The inspiration and motivation behind MORE Vaults stems from liquidity providers' need for a set-it-and-forget-it DeFi venue similar to those provided by mutual funds, hedge funds and ETFs in TradFi. MORE offers significantly better capital efficiency as well as stickier liquidity through:
An omni-chain vault core - the same vault deployed as a mesh across any EVM;
A bridge-agnostic interface - transfers assets securely within the same vault mesh;
Shares as omni-chain tokens - depositors choose the chain on which they hold the receipt token;
Adding and removing protocol and strategy integrations as your portfolio evolves;
Running multiple strategies or farms in parallel or composing liquidity across venues;
A bundler for atomic transactions bounded by configurable safeguards;
Fully on-chain execution and accounting for 100% NAV and execution transparency.
Why MORE matters?
Modularity
Every capability lives in its own facet so vault managers can swap them in or out without touching the core.
Openness
Anyone can launch a vault or use any integration. The DAO merely approves and verifies their safety.
Resilience
The core facets are upgradeable, formally verified, and protected by a time‑locked upgrade gate.
Ecosystem
Common event formats, SDKs, and a public subgraph let frontends, dashboards and analytics integrate once to support all vaults.
Design Principles
Transparency
On‑chain everything. Asset accounting follows ERC‑4626 and lives trustlessly, entirely on‑chain. Auditable and verifiable protocol integrations communicate directly with the core.

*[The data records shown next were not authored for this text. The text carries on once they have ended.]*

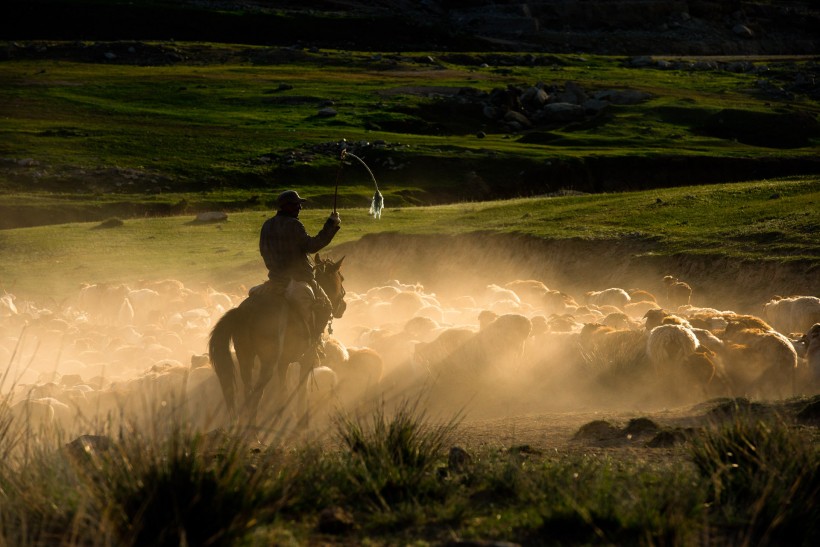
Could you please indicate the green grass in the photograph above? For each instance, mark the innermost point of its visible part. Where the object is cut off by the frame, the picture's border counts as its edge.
(203, 126)
(388, 480)
(766, 220)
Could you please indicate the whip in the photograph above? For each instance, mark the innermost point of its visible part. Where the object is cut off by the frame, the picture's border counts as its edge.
(377, 203)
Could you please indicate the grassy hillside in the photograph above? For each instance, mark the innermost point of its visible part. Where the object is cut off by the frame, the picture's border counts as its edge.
(92, 130)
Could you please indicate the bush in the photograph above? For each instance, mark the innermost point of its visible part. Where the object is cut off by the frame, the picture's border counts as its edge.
(764, 480)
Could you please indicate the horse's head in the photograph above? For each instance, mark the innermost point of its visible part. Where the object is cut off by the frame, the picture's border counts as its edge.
(330, 279)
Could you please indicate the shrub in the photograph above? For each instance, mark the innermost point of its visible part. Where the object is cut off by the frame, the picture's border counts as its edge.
(764, 480)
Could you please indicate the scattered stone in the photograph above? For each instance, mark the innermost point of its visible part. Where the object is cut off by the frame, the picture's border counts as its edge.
(598, 430)
(640, 426)
(211, 216)
(666, 439)
(622, 96)
(743, 31)
(109, 223)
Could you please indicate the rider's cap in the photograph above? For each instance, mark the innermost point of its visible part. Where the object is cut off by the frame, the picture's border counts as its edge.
(289, 196)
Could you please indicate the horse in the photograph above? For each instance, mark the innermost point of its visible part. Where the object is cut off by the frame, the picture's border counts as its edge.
(254, 329)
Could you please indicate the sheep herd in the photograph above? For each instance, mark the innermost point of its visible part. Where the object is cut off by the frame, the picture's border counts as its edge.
(120, 355)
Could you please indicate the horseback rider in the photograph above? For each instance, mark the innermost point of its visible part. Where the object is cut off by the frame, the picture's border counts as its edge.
(286, 248)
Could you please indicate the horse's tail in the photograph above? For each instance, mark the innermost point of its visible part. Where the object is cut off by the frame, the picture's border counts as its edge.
(219, 349)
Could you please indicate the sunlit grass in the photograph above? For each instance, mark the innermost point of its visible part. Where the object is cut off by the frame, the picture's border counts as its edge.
(765, 220)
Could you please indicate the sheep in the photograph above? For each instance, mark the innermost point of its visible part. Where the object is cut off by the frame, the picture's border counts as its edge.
(361, 374)
(7, 306)
(529, 291)
(792, 314)
(654, 318)
(608, 297)
(757, 359)
(640, 295)
(557, 302)
(812, 341)
(637, 310)
(681, 362)
(427, 354)
(489, 348)
(619, 320)
(669, 345)
(606, 342)
(678, 293)
(102, 301)
(563, 323)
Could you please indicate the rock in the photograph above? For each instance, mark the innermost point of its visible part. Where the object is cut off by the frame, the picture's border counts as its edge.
(598, 430)
(666, 439)
(594, 106)
(641, 61)
(534, 98)
(516, 117)
(561, 113)
(769, 129)
(622, 96)
(743, 31)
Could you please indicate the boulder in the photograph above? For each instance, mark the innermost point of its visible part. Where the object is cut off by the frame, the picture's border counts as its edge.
(622, 96)
(561, 113)
(212, 216)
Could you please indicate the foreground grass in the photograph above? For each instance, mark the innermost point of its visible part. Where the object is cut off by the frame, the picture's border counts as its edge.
(387, 479)
(764, 220)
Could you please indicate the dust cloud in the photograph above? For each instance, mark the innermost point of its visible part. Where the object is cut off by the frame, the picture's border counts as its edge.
(479, 326)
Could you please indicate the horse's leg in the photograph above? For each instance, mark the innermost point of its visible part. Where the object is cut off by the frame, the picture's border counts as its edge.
(306, 364)
(245, 358)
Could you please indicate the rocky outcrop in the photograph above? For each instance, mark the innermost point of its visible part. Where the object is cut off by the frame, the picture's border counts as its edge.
(631, 27)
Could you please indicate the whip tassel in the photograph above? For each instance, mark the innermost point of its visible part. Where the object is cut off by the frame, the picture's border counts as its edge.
(377, 203)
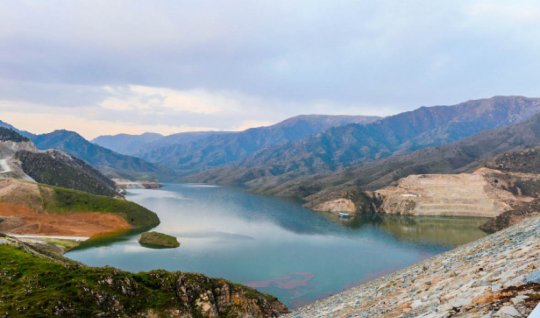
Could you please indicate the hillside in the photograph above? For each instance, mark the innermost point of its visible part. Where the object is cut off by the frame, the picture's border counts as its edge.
(36, 283)
(108, 162)
(351, 145)
(464, 155)
(59, 169)
(30, 208)
(20, 159)
(187, 156)
(126, 144)
(497, 276)
(8, 134)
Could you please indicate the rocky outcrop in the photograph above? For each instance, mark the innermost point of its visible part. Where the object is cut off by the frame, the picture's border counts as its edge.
(56, 168)
(491, 277)
(51, 285)
(465, 194)
(512, 217)
(336, 206)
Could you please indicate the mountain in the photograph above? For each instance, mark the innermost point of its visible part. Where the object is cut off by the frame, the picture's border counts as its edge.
(126, 144)
(55, 286)
(484, 149)
(20, 132)
(56, 168)
(217, 149)
(354, 144)
(110, 163)
(20, 159)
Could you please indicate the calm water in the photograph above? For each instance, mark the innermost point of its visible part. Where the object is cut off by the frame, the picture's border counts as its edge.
(275, 245)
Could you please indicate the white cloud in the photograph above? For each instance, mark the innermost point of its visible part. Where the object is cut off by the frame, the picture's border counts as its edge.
(166, 65)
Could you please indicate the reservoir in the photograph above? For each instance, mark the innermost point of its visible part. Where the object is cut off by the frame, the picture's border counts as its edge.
(275, 245)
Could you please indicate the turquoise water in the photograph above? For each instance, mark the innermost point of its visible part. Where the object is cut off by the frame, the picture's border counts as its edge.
(275, 245)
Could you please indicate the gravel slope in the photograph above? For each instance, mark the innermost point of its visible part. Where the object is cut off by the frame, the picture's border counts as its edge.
(497, 276)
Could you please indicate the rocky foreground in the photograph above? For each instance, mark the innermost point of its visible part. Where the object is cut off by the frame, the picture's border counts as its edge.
(497, 276)
(37, 282)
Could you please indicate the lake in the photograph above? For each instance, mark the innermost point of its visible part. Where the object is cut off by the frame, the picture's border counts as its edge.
(275, 245)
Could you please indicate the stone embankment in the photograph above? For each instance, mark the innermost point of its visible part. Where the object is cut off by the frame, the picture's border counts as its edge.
(497, 276)
(465, 194)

Diamond Loupe introspection. Every vault exposes a selector table that users and auditors can query to see exactly which functions exist, who can call them, and when they were added.
Public registries. A canonical registry records deployed vaults and permissioned integrations and oracles, all packaged in a subgraph for auditors, explorers and risk dashboards.
Upgradability
Scoped upgrades. The vault core is upgradeable in order to quickly and iteratively improve core functionality. Core upgrades are optional to vault owners, but recommended. Vault Owners are free to upgrade their own non-core facets.

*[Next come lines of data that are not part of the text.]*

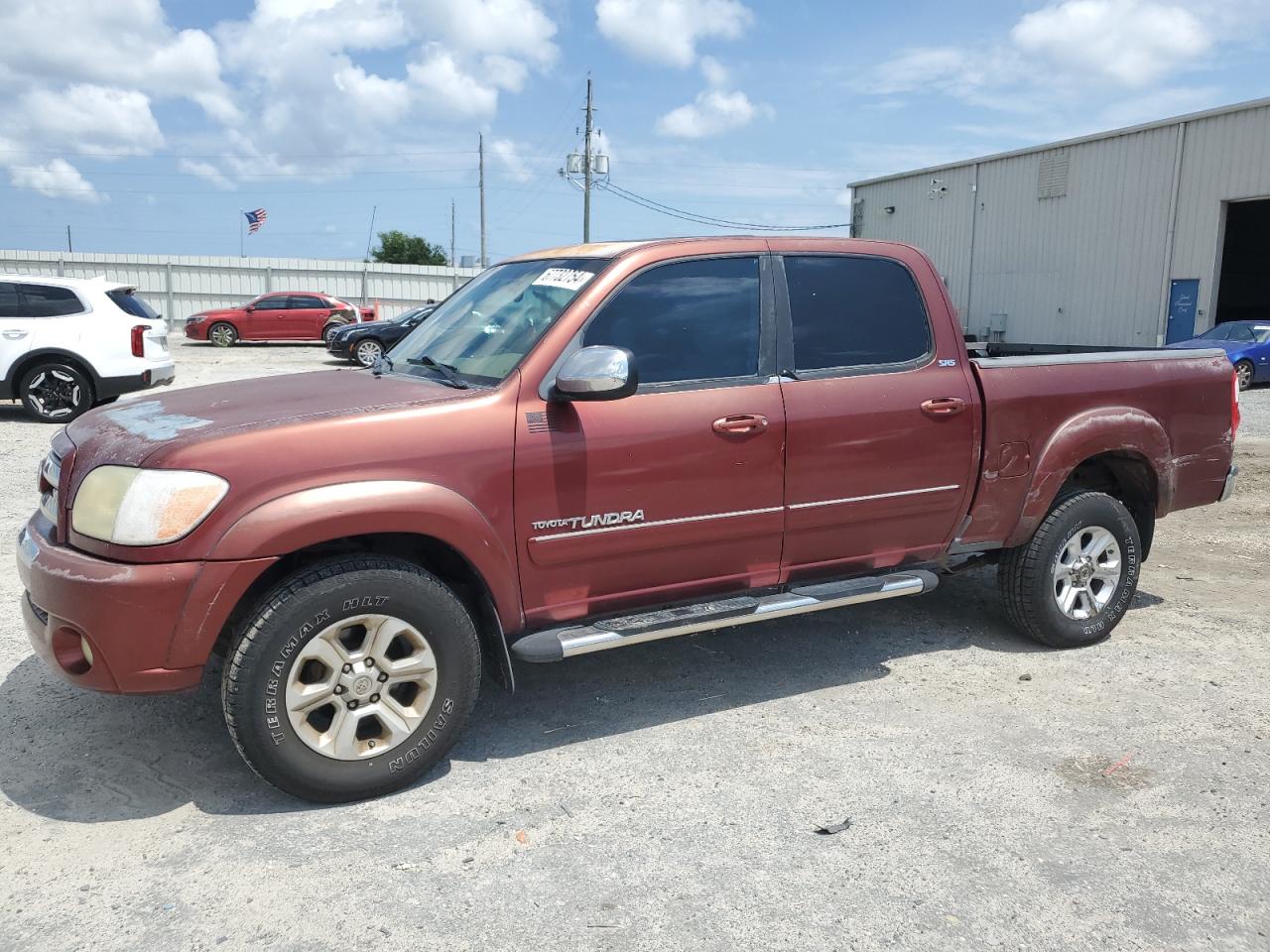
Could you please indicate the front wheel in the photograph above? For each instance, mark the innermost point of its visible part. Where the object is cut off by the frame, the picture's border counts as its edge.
(350, 679)
(367, 352)
(1243, 373)
(55, 393)
(1071, 584)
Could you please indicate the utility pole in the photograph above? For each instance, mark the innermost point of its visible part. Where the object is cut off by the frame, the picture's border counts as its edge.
(484, 261)
(585, 173)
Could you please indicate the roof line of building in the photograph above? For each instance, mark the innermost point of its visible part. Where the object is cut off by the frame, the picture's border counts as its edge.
(1076, 141)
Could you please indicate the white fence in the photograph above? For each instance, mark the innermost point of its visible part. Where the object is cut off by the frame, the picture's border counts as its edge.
(181, 286)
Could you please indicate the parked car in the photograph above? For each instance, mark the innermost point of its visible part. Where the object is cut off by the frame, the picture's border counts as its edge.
(289, 315)
(68, 344)
(589, 448)
(367, 343)
(1246, 343)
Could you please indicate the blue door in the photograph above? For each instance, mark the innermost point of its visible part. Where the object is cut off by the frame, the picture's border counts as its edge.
(1182, 309)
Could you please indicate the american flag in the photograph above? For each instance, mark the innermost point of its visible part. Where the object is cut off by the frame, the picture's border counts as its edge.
(254, 220)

Timelocks. Vault allocations, rebalances, changes to the rules, governance or risk parameters of the vault are timelocked, giving users a chance to exit before any new code executes.
Safe migrations. Users' assets and shares are migrated between vault versions without breaking ERC‑4626 compatibility.
Trust‑Minimization
Permissionless deployment. Anyone can call CreateVault
on the factory, pick from audited or experimental facets, and launch in a single transaction.
No gate‑keeping. The DAO maintains permissioned registries and whitelists audited facets, protocols and oracles. Frontends decide what to surface, but niether the protocol nor the DAO ever explicitly censors.